I also recommend thinking about what other feel-good items you can incorporate that you couldn’t get by with in a cubicle. A comfy armchair and footstool or chaise where you can relax and read. There’s no reason you have to be chained to your desk to be working. This way, you’re staying in the zone without the lure of the sofa and television calling you to the lounge room.
While beautiful design is important for keeping you motivated, functionality and ergonomics are paramount. Who doesn’t crave a Pinterest-worthy home office, but carpal tunnel is real, y’all.
Invest in a proper desk chair. Yes, a gorgeous vintage dining chair might be total insta gold, but if you’re spending 40+ hours a week in it, you’re either going to end up avoiding your desk or paying the physically painful and long-term consequences.

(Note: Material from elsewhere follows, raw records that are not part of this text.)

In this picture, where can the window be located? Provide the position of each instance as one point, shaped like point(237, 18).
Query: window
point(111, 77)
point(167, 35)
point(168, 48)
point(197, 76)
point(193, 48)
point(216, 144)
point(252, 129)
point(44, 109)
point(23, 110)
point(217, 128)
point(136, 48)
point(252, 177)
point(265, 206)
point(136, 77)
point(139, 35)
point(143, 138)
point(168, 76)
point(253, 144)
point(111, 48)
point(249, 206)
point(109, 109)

Don’t Sacrifice your Sanity
Finally when it comes to designing the space, you have to focus on your mental wellbeing. Since the home office is, well, in your home, it’s important that you dedicate thoughtful space to items you need. You don’t want to be running to kitchen every time you need scissors or post its.
Prioritise storage. Installing vertical shelving with enough space to comfortably fit storage bins and baskets is a great way to keep items within easy reach, especially if you’re one of those people who tends to accumulate clutter. I’m guilty of this. If it’s not in front of me I forget about it.
For this, I like to keep a basket tray that’s large enough to fit A3 files and even my laptop. At the end of the day, I can stack my daily necessities in it and stow it away under the chair until the next day. I found this system particularly useful on those days where I need a change of scenery or a bigger workspace. This allows me to bring all my work items into the dining room in one trip.
If you’re converting a spare bedroom, max out that closet space. You can even consider running power to a closet so you can close away bulky printers. And don’t be afraid to use filing cabinets. I know they seem so utilitarian but they are affordable and you can swap out the hardware and have them powder coated to an amazing effect.
Finally, keep the palette in your eye line neutral. A bold colour or pattern can be really distracting and irritating in the long run. Bring in colour and texture with other accessories. A sensuous rug can be the perfect item to sink your feet into while bringing understated interest to your space. Same goes for cushions and throws. Bring in plants to add life and think about other little luxury items like a scented candle that you could never get by with burning at a corporate office.
These little touches will serve as daily reminders of just how fortunate you are to be working from your very own abode.